Have your say!
In these shorter posts we invite readers to share the things they would most like to say, to colleagues, to patients, to friends and family, to society, to the political paymasters about their professional roles.
See our ‘contribute’ page for further details. We welcome short opinion perspectives from you of up to 350 words. What would you like to say? Email us.
Friday 12th July 2019
You are the best kind of leader there is.
You work harder than any of us and inspire us to try to match that effort.
You trust us to do the right thing at the right time and in the right way, and when we do you say thank you. If we don’t, you ask if there is a reason.
You assume the best of us and we want to prove you right.
You are humble, respectful and kind.
You are honest, give good notice of what is happening and check that we are on board.
Your communication is clear, straightforward and without hidden agenda.
We think you are amazing but you think we are; we are equals in all things.
You are generous and share credit where it is due.
You are passionate about your job but it isn’t the only way of defining who you are.
You would rather be one of the crowd than the boss, but you step up to the role of lead with responsibility and servitude.
You are the first in and last out, and are not above emptying the rubbish.
You appreciate the role of everyone involved no matter how badly paid, or new to the role.
You are as comfortable at the pub, around a board table or on the shop floor.
A chameleon, you can adapt to what’s needed from you in the moment.
You think you’re just a regular person, nothing special, who has fallen on their feet to work in such a great team, but that team functions because of you.
There are no born leaders. But plenty are self made, by working with others, finding out about them, getting to know and understand them, and then doing your best to help them achieve their best. Forget the Superman costume and leading from the front, fancy spreadsheets and expensive suits. None of that matters.

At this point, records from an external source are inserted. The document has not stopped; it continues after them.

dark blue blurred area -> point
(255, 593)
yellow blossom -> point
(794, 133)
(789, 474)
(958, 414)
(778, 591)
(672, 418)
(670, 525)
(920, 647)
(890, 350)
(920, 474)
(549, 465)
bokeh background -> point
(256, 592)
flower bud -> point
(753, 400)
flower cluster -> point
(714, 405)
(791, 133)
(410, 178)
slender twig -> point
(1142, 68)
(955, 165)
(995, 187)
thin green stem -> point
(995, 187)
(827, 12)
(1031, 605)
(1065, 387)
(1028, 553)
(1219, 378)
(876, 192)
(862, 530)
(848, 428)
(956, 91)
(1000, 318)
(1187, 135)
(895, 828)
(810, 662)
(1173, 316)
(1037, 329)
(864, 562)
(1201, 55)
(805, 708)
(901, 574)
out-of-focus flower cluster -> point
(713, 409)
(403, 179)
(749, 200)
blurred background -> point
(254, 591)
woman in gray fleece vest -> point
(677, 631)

Selflessness, interest in others, dedication to the job, and a sense of perspective. I have met maybe ten in fifteen thousand. My life is all the better for having had you in it. Thank you to all the genuine leaders out there. You probably don’t know who you are, but we do. And we need to tell you more often.
Friday 28th June 2019
“I’m so sorry for keeping you waiting.”
I heard the words spoken from within me as my next patient walked through the door from the waiting room to the minor injury area of the Emergency Department. It was after midnight. My shift had officially finished over three hours ago, but the department was heaving and the waiting time over four hours, so I thought I’d try and attend to a few more patients before I left to go home, not wanting to leave the night team with a near impossible task.
My patient walked though the door I held open, stony faced, making some comment about his legs being stiff from sitting waiting; I pretended I hadn’t heard and directed him to an empty cubicle.

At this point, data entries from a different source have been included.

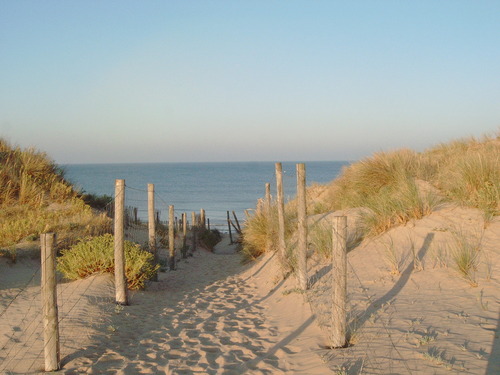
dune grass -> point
(35, 198)
(96, 255)
(395, 188)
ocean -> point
(215, 187)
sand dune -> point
(214, 316)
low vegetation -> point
(35, 198)
(96, 255)
(394, 188)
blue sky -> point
(166, 81)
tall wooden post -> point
(229, 227)
(302, 226)
(184, 235)
(268, 198)
(202, 219)
(120, 280)
(171, 236)
(49, 301)
(193, 220)
(151, 219)
(339, 272)
(281, 212)
(152, 225)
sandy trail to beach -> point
(207, 317)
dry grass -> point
(398, 187)
(35, 198)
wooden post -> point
(237, 223)
(193, 220)
(152, 225)
(302, 226)
(339, 272)
(281, 212)
(202, 219)
(151, 219)
(184, 235)
(171, 237)
(120, 280)
(49, 301)
(194, 241)
(268, 198)
(229, 226)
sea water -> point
(215, 187)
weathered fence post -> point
(151, 219)
(193, 220)
(135, 215)
(202, 219)
(268, 198)
(120, 281)
(339, 272)
(302, 226)
(281, 213)
(184, 235)
(152, 225)
(49, 301)
(171, 236)
(229, 227)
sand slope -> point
(214, 316)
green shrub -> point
(96, 255)
(210, 238)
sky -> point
(96, 81)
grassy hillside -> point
(35, 198)
(393, 188)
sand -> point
(214, 316)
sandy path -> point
(206, 317)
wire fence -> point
(84, 306)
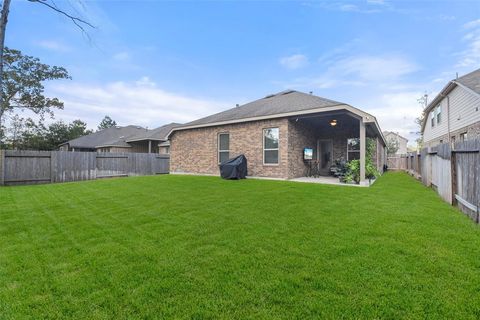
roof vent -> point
(287, 92)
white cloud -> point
(379, 2)
(295, 61)
(54, 45)
(121, 56)
(470, 57)
(374, 68)
(141, 103)
(472, 24)
(397, 112)
(359, 71)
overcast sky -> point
(153, 62)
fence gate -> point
(31, 167)
(466, 181)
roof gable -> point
(471, 81)
(279, 103)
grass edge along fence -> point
(452, 169)
(19, 167)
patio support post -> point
(363, 142)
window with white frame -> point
(270, 145)
(223, 147)
(353, 149)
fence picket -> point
(29, 167)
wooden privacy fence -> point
(31, 167)
(453, 170)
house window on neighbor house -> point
(271, 137)
(223, 147)
(353, 149)
(439, 114)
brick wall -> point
(473, 132)
(300, 135)
(195, 150)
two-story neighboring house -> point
(454, 114)
(401, 141)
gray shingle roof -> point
(282, 102)
(471, 80)
(114, 136)
(159, 133)
(118, 136)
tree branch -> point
(77, 21)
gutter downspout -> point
(448, 115)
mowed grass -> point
(202, 247)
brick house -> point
(273, 133)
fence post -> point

A torrent of abuse then followed. Did I know how long he had been waiting? It wasn’t his fault he was here, he didn’t want to be here, 111 had told him he had to come. No, he hadn’t taken any painkillers or spoken to his GP about the problem despite the fact it had been present for several days. Why didn’t I think an X-ray was necessary? What do you mean there is nothing you can do?
Keeping my game face on, voice controlled, emotions in check, I completed the consultation, explaining what I thought was the problem and the self care necessary for recovery. I tried not to show my frustration – frustration that my patient had been directed to A&E by 111 for a problem he really didn’t need to be here with and frustration with the way in which my patient was speaking to me: angry himself as he had been kept waiting and that the quick fix he’d hoped I’d provide wasn’t possible.
And then he left.
As I sat writing my notes, a nurse came to find me. She was working in the resuscitation area of the department, and came to tell me the grandparents of a child who had arrived barely 2 hours ago had now arrived and had asked to speak to me. I had led the team who had attempted to resuscitate the child for an hour. I had been the one to tell the parents there was nothing more we could do and that their child was dead. Words I wish I hadn’t had to say.
As I followed the nurse to the relatives room I momentarily thought back to my previous patient and what I’d really have loved to have said to him: be thankful- thankful that you were well enough to have been kept waiting; thankful that you were not one of the relatives I was about to go and talk to and explain that their grandchild has died.
But of course these were words I could never say.
Friday 21st June 2019
“ I have found that the smartest, most competent, empathetic women in medicine are the most likely to rate their performance as ‘awful’, ‘terrible’, or a failure. This characteristic gets worse the higher the level of coaching that I am providing. This is ridiculous; to make it in front of me, showing me what you can do, you have already achieved more than your peers. Yet when I ask you to describe your smiling, smart and captivating performance that has blown away me and the rest of the group, why can’t you back yourself? You smashed it, so why don’t you say so!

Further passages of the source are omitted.